April 27 update: Crown prosecutors have dropped 12 charges of aggravated sexual assault against Brian Carlisle.

Charges against a Fraser Valley man that was the subject of a major police warning when he was accused of failing to disclose his HIV status to a dozen sexual partners appear to be on shaky ground.

CTV News has learned that multiple women connected to the case have been told legal rules have shifted with advances in HIV treatment, and that Brian Carlisle’s 12 counts of aggravated sexual assault could be doomed.

“It was utterly terrifying—utterly terrifying,” one woman told CTV News, recalling when she found out Carlisle was HIV-positive, and how she worried she had contracted the disease.

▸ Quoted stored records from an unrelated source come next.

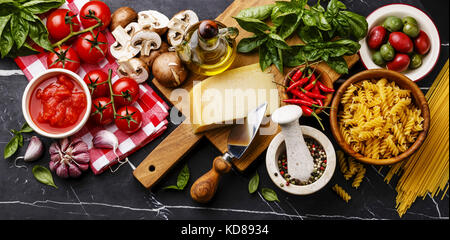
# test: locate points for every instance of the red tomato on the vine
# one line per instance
(128, 119)
(64, 57)
(59, 22)
(125, 90)
(97, 81)
(102, 112)
(92, 10)
(92, 47)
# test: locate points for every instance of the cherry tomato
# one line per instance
(128, 119)
(377, 36)
(100, 10)
(125, 90)
(401, 42)
(400, 63)
(102, 112)
(92, 47)
(97, 81)
(64, 57)
(59, 21)
(422, 43)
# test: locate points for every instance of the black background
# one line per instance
(120, 196)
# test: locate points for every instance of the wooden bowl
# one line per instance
(324, 78)
(403, 82)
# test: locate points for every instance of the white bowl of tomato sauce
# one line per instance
(56, 103)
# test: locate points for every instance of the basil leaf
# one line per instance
(259, 12)
(26, 128)
(269, 194)
(3, 21)
(247, 45)
(11, 147)
(264, 57)
(183, 177)
(310, 34)
(39, 34)
(41, 6)
(43, 175)
(253, 183)
(19, 29)
(277, 41)
(172, 187)
(338, 64)
(252, 25)
(6, 43)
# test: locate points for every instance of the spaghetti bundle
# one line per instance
(427, 170)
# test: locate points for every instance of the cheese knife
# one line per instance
(240, 137)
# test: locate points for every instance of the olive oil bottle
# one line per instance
(208, 47)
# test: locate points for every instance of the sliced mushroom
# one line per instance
(122, 17)
(153, 20)
(122, 48)
(134, 68)
(154, 54)
(146, 40)
(178, 25)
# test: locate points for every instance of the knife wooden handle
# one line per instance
(205, 187)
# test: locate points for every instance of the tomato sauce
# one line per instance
(58, 104)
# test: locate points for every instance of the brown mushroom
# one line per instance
(154, 54)
(122, 17)
(169, 70)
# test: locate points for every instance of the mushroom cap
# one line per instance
(179, 24)
(153, 20)
(122, 17)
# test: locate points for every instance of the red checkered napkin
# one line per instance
(154, 110)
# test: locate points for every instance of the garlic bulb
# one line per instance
(69, 158)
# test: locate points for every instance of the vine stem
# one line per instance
(111, 92)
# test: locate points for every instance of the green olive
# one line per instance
(387, 52)
(411, 30)
(378, 59)
(416, 61)
(410, 20)
(393, 24)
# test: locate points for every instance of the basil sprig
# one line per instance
(16, 141)
(19, 23)
(315, 25)
(182, 180)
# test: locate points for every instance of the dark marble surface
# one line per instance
(120, 196)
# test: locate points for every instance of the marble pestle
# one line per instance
(299, 159)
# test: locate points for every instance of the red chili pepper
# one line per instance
(313, 95)
(303, 96)
(325, 88)
(316, 90)
(298, 83)
(297, 75)
(312, 83)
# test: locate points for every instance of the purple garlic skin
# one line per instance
(69, 158)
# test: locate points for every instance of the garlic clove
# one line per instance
(62, 171)
(81, 157)
(74, 171)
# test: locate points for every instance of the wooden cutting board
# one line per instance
(182, 139)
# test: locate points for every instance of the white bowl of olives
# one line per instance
(401, 38)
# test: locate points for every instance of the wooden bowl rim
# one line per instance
(324, 78)
(417, 96)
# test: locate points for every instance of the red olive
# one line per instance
(377, 36)
(400, 63)
(401, 42)
(422, 43)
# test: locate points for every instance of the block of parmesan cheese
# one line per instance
(226, 98)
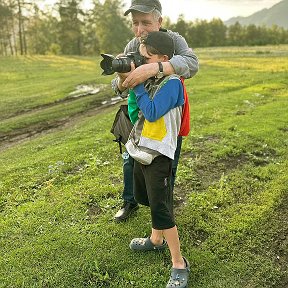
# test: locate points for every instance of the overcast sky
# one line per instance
(202, 9)
(207, 9)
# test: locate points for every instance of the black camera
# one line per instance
(110, 64)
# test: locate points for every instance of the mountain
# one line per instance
(277, 14)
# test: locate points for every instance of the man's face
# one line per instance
(142, 23)
(151, 58)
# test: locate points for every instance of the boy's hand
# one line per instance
(140, 74)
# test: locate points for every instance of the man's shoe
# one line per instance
(125, 211)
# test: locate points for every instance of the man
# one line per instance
(146, 17)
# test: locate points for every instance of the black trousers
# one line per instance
(152, 187)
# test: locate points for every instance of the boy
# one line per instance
(152, 144)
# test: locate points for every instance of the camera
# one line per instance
(122, 64)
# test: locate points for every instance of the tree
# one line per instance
(112, 28)
(70, 34)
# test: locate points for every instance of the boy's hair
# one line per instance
(159, 42)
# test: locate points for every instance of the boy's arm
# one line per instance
(167, 98)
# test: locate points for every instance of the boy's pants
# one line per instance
(128, 165)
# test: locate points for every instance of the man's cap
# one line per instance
(161, 41)
(144, 6)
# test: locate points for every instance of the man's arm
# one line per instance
(168, 97)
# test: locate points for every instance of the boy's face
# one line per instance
(143, 23)
(154, 58)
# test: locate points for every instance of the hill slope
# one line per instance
(277, 14)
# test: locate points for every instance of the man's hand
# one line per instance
(123, 77)
(140, 75)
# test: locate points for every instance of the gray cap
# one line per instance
(144, 6)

“I want the public to put themselves in my shoes,” she said. “How would you feel if this happened to you? Would you want them to get away with it? I wouldn’t wish what happened to me on anybody.”

A spokesperson for Crown prosecutors said the charges against Carlisle had not been stayed, but that lawyers are "currently in the process of reviewing the available evidence to determine whether our charge assessment standard continues to be met.”

Carlisle, a marijuana activist who lives in Abbotsford, used the website Plenty of Fish to meet women. One of them found out he was HIV-positive and called police, who put out a public warning last year. A total of 12 women came forward.

In an interview with CTV News, Carlisle admitted having unprotected sex, but said he believed that he wasn’t contagious as he was undergoing treatment.

“There’s no way. My viral load has never been detectable,” he said.

None of the disclosure from the Crown has indicated any women actually became infected, Carlisle said. A report by his doctor prepared for the court says he has been taking his medication consistently for years and the chance of transmission is “virtually zero.”

That’s a significant finding because prosecutors must prove either there was a transmission or a realistic chance of transmission in order to make their case, said UBC law professor Janine Benedet.

“There’s no question that being deceived is a terrible place to be in,” Benedet said, “but it may not be that, the way the law stands now, the law of sexual assault is a very good fit for what has been done to them.”

Unprotected sex with someone who is HIV-positive used to mean a realistic chance of infection. But advances in HIV treatment have shown that someone with an undetectable viral load has virtually no chance of infecting anyone.

“A person that is adequately treated for his HIV infection does not transmit the virus,” said Dr. Julio Montaner of the BC Centre for Excellence in HIV and AIDS.

It’s responsible to disclose your HIV status in most situations, Montaner said. But if someone is being treated and there is no realistic chance of transmission, it shouldn’t be up to the criminal system to punish people who don’t disclose, he said.

“I welcome disclosure and many things that could inform his willingness or her willingness or their willingness to engage in a sexual act. But if there is no risk this is not a mandatory disclosure,” he said.